Active Loop Antenna Power Feed


I want to build this loop antenna for shortwave SDR listening: http://www.lz1aq.signacor.com/docs/wsml/wideband-active-sm-loop-antenna.htm. As described, it uses two twisted pairs of an Ethernet cable for the output signal and power. I am a bit confused about exactly what is happening with the power and output signal in the circuit. The power supply appears to be floating relative to the output signal, and flows through a current balun, which I believe is there to stop common-mode currents from flowing. What bad things would happen if common-mode current did flow in the power supply leads? Does the power supply need to be floating? The output signal is coupled out of a transformer (L4, L5, L6) resulting in a balanced signal, which goes through another current balun to convert it to an unbalanced signal referenced to ground. Why is this necessary? Couldn't you just attach ground to one end of L6 and the other end to the other twisted pair?

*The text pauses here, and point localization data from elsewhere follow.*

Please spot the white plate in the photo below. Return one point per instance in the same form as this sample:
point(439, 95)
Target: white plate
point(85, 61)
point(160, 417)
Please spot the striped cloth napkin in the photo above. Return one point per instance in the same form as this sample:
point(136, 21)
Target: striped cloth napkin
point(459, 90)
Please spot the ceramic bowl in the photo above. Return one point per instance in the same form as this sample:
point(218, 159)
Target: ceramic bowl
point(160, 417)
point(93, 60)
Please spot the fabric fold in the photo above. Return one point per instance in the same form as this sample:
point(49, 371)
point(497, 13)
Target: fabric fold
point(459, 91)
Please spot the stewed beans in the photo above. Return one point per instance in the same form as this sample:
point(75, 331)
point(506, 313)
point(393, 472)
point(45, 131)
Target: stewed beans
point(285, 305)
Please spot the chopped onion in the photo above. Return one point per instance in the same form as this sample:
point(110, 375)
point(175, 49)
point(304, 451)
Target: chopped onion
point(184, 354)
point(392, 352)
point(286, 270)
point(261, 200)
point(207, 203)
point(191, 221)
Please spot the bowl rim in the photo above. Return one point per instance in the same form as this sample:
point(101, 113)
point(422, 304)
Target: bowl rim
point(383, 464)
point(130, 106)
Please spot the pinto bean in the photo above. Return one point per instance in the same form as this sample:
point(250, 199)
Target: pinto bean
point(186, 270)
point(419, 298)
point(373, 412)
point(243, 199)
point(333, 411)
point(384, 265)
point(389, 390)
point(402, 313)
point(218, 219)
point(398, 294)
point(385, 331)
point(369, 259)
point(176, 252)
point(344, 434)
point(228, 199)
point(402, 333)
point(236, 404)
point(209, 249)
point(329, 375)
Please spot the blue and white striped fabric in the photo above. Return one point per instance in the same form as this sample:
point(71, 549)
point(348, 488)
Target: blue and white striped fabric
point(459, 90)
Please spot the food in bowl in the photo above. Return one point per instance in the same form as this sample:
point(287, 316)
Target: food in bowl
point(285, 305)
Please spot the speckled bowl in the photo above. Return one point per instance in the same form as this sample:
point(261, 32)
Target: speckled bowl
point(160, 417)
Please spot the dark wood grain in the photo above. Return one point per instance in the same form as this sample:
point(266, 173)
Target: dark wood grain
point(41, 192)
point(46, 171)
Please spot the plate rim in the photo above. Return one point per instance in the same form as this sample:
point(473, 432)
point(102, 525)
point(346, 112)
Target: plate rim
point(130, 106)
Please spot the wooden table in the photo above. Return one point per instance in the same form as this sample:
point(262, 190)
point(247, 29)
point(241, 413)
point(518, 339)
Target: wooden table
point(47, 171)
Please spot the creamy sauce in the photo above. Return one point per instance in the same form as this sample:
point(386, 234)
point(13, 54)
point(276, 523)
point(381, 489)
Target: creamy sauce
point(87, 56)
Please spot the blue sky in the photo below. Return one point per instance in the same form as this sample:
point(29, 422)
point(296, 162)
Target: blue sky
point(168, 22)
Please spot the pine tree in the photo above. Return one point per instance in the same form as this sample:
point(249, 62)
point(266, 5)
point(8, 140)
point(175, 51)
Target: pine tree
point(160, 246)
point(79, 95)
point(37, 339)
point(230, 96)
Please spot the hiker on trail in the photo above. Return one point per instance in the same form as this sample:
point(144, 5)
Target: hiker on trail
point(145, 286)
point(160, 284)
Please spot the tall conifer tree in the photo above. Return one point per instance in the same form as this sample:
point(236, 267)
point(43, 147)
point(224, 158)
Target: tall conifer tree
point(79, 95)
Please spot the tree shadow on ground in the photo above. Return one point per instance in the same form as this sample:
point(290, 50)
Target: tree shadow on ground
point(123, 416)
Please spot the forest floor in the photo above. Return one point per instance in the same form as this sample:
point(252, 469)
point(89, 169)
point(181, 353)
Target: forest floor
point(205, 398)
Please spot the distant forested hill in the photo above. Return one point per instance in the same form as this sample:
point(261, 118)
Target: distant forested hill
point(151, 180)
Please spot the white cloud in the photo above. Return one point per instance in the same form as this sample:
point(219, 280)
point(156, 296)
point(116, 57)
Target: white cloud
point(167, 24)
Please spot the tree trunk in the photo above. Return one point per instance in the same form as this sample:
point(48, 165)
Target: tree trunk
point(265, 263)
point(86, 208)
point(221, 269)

When I build this circuit, I would like to use a coaxial cable to bring power to the antenna and take the output signal out, using a DC bias network. Would this result in worse performance than the arrangement shown in the circuit as it is?

You can convert it to use coax with power up the coax, and still have reasonable results. Simply use a 100nF capacitor in series with L6 to isolate the DC feed from the output, and connect the 13V supply wire to the centre core instead. You still need the balun on power, but connect the -13V5 side to the shield instead.

Bottom end you will need to feed in the power using another balun, basically replicating the input side in reverse, and feeding in your 12-15VDC supply to the new inductor, and connecting the ground lead to the shield. 100nF capacitor to isolate the DC from the antenna input and you are done.